In sum, J is doing well in that her health has been good this winter, without the frequent visits to doctors of past years. She seems content and calm, much more content with sitting in the recliner and just looking out the window than even a year ago, when she would always pick up something to read when she sat down. She still reads, but gets exasperated and flings the book or magazine down more often. She sleeps longer – goes to bed a bit earlier and gets up the same time or later – which doesn’t seem to be harmful, and in fact is familiar to me from other members’ reports from my support group. She can nap for an hour or more and still go to bed at 9pm and sleep through the night. She walks most days, for one or two twenty-minute stints. I need to be careful how fast I walk because she will try to keep up and will seem to be able to, but actually is safer and happier at a slower pace.

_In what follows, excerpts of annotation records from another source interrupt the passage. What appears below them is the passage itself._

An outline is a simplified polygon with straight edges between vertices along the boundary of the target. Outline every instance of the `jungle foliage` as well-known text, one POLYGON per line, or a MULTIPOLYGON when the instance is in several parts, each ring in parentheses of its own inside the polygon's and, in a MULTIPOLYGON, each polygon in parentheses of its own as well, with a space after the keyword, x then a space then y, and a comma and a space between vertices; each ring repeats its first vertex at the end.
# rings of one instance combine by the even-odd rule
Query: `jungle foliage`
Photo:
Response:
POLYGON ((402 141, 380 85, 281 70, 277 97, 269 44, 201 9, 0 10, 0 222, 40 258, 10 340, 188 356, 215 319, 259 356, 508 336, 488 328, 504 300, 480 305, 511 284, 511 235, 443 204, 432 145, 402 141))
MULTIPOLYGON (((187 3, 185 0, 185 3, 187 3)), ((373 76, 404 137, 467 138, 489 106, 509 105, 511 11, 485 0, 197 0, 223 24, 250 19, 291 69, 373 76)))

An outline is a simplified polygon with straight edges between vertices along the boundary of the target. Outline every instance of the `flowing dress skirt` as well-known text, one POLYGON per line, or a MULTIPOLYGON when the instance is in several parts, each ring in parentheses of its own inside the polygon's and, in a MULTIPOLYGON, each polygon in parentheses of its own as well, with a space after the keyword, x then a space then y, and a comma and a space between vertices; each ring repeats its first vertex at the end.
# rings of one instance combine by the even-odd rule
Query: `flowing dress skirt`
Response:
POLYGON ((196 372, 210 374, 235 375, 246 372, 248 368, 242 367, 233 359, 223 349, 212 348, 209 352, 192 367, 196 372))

And me? Well, I’m calmer too, which is good. At the same time, more oversight of both the big picture and the fine details is required, which takes energy. The difference now is that instead of being a series of sudden shocks throwing me off balance it’s more like a steady drain, which is actually possible to get used to. The sorrow of it all comes through, daily, and I have to find a way to live with that. Efforts to connect with J around our common plight have gone nowhere, and I have given them up at last. Fortunately we share companionable warmth many times throughout the day, for which I am profoundly grateful.

Thanks as always to our wonderful  family and friends, neighbors, my support group buddies, blog buddies, counselor, respite group and the companion agency, for listening and talking and being there. I realize that each of you is dealing with your own stunning losses and struggles and that makes it the more touching when we are able to connect. Everybody, take care!

3 thoughts on “Responsibility!

  1. The sorrow still comes even with my mom gone. I love how you articulate the disease. Every day is different and at times, it’s hard to adjust. I’m glad you have help, I tell my patients families that they also need to look out for themselves. It’s so important and it’s money well spent.
    Keep writing, you’re doing a wonderful job.